Not a miracle recovery, but a miracle of modern medicine

In 2013 I fell into a six-week coma and nearly died after I contracted legionella. The Legionnaire's disease was in turn triggered by immunosuppression caused by the prednisone I was taking for my rare autoimmune disease, dermatomyositis.

I suffered a series of strokes on both sides of my brain when the sepsis caused my blood pressure to plummet. I fell into a deep coma.
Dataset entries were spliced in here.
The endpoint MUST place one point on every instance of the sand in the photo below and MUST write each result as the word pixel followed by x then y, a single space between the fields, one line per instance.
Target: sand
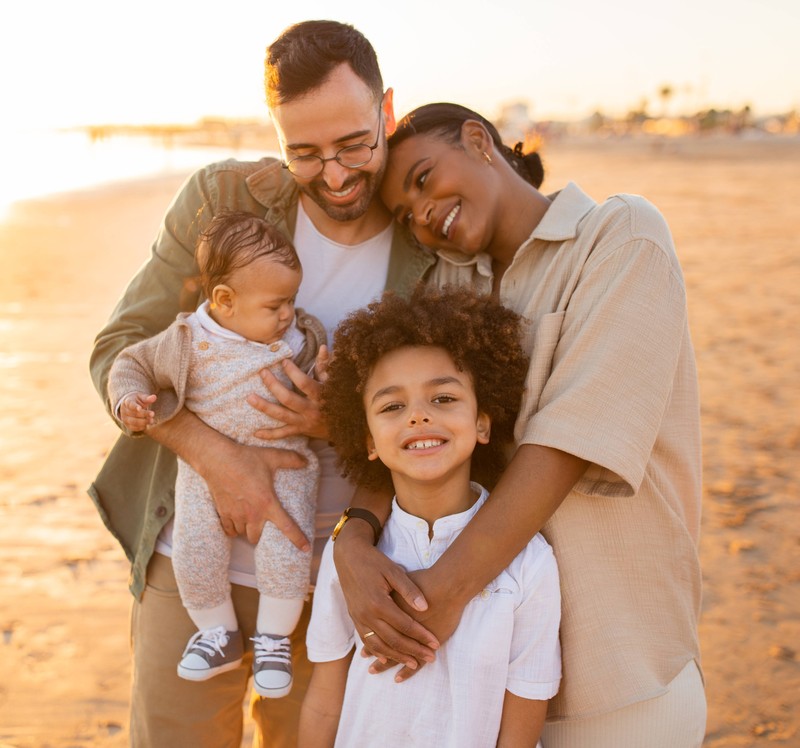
pixel 64 605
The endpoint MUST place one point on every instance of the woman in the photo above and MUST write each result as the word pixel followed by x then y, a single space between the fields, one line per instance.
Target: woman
pixel 608 449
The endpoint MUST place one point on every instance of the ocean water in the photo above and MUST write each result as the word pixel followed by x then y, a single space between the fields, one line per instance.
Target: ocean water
pixel 47 162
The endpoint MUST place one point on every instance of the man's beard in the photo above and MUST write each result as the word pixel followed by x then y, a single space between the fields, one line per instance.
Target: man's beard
pixel 371 181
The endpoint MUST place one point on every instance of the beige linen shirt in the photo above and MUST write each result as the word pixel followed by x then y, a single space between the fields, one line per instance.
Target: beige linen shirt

My kidneys and lungs began to fail, as my body was began dying one organ at a time. My doctors told my loved ones to give up hope for my full recovery. They expected me to die, and even if I somehow lived, I would remain a vegetable or at best left so hopelessly brain-damaged that I would never be same. But unbeknownst to them, while they were shining lights in my eyes and shaking their heads, I was telling them in my coma-dream--my secular version of a near-death experience--to leave me alone because I was trying to get back to sleep. I was experiencing what is known as covert cognition, the subject of my Skeptical Inquirer article "Covert Cognition: My So-Called Near-Death Experience," which appeared in their July/August issue.

But it wasn't a miracle--despite what so many continue to believe--that I recovered so fully. I owe my life not to God, but the miracles of modern medicine, as well as the nature of the watershed-area brain damage I suffered, as I detailed in my article and in this blog.